Os desenhos pré-históricos, que serão mais de mil, espalhados entre o interior das duas grutas e o morro granítico que constituem o complexo, começaram a ser estudados nos anos 1950 pelo geólogo português Camarate França.
Mas até hoje o seu significado mantém-se um enigma e a decifração pode nunca chegar a acontecer face ao risco de desaparecimento das gravuras, cujo acesso não é controlado e se encontram expostas à intempérie.
A gruta inferior (Casa Maior) é facilmente acessível e chegou a ter uma vedação, entretanto retirada pelas autoridades angolanas, que querem elevar o complexo a Património Histórico da Humanidade, já que a UNESCO exige acesso livre.
A retirada da vedação não agrada a Ildeberto Madeira, sociólogo e membro da Associação dos Naturais e Amigos do Namibe, que alerta para os riscos de destruição da arte milenar, sem uma protecção que as defenda.
“Estas pinturas têm mais de 2.000 anos, têm de ser preservadas”, apela, defendendo que o acesso deve ser controlado.
“Os bois chegam a todo o lado, entram por aí dentro, tocam com os chifres e destroem as pinturas. Estamos num sítio onde a vida dos povos são os bois. Andam por aí à vontade, os jovens podem entrar com as manadas em busca de pasto e os chifres estragam”, exemplificou.
Em alguns sítios, as gravuras aparecem já maculadas por inscrições contemporâneas e há também turistas e forasteiros que removem as placas de granito, que se soltam com facilidade, para levarem pinturas consigo.
“Tive informações que dão conta que os turistas partem placas de pedra para retirar as pinturas e levarem consigo, já que se retiram muito facilmente”, lamenta o especialista, já reformado.
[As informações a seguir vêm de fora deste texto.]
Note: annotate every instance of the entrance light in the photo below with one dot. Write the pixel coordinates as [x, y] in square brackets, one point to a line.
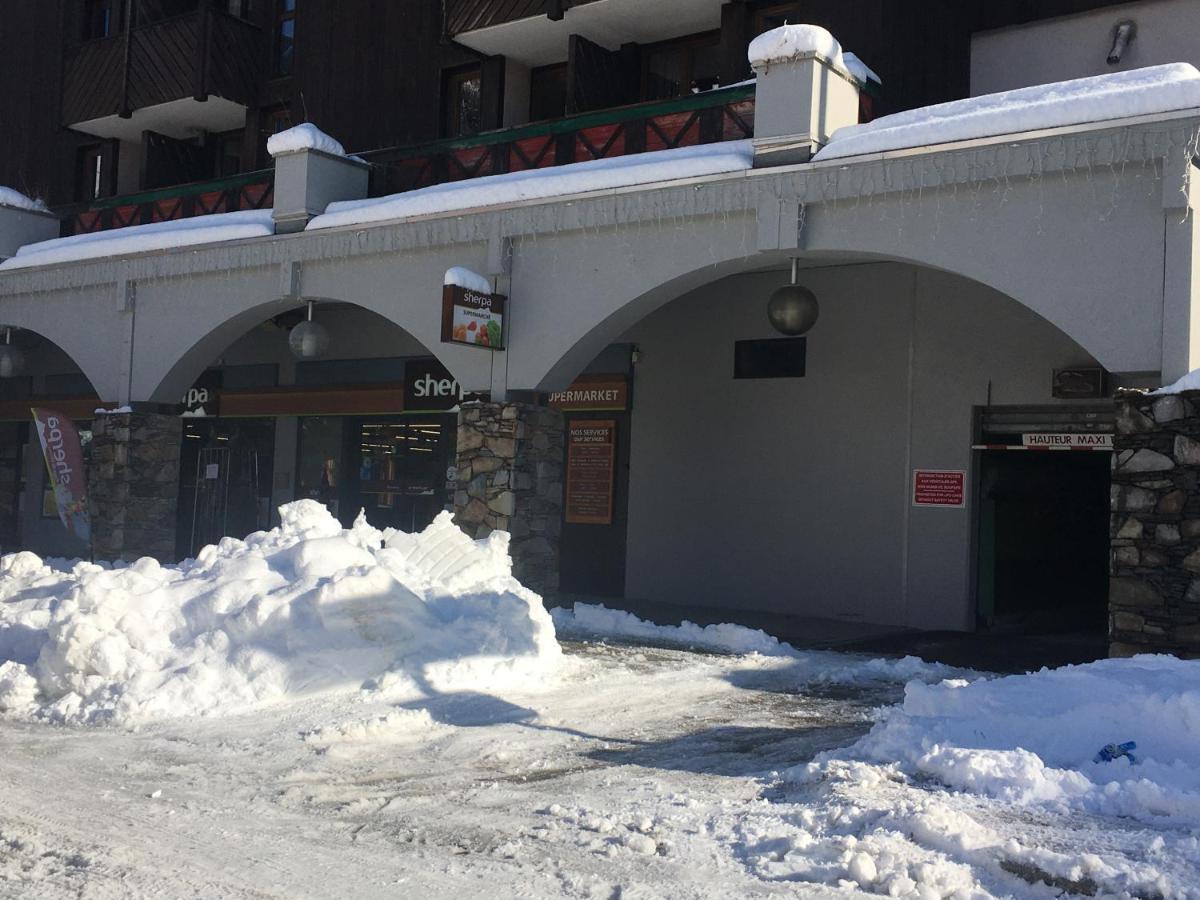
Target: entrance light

Ildeberto Madeira salienta que o acesso à grutas ou património protegido noutros países é muito diferente e sugere que até poderia gerar receitas.
Também o responsável de cultura e turismo do Virei, Paihama Catenga lastima que o património não esteja protegido e concorda com a ideia de vedar o local.
Afirma até que já houve mais gravuras nas grutas, mas a erosão, as infiltrações e a escorrência de água e o desgaste do tempo não perdoam. “Têm de ser protegidas mesmo”, exorta.
Recorde-se que em 2003, a Comissão Constitucional ficou de propor novos símbolos nacionais, acabando por apresentar em 28 de Agosto de 2003 uma proposta para a nova bandeira de Angola.
Recordam-se? Seria uma bandeira dividida em cinco faixas horizontais. As faixas inferior e superior azuis escuras, representariam a liberdade, a justiça e a solidariedade. As duas faixas intermédias, de cor branca, representariam a paz a unidade e a harmonia. A faixa central de cor vermelha, representaria o sacrifício, tenacidade e heroísmo. No meio da faixa vermelha ficaria um sol amarelo com 15 raios, composto de três círculos irregulares concêntricos. A imagem era inspirada nas pinturas rupestres de Tchitundo-Hulu, na província do Namibe. O sol simbolizaria a identidade histórica e cultural e a riqueza de Angola.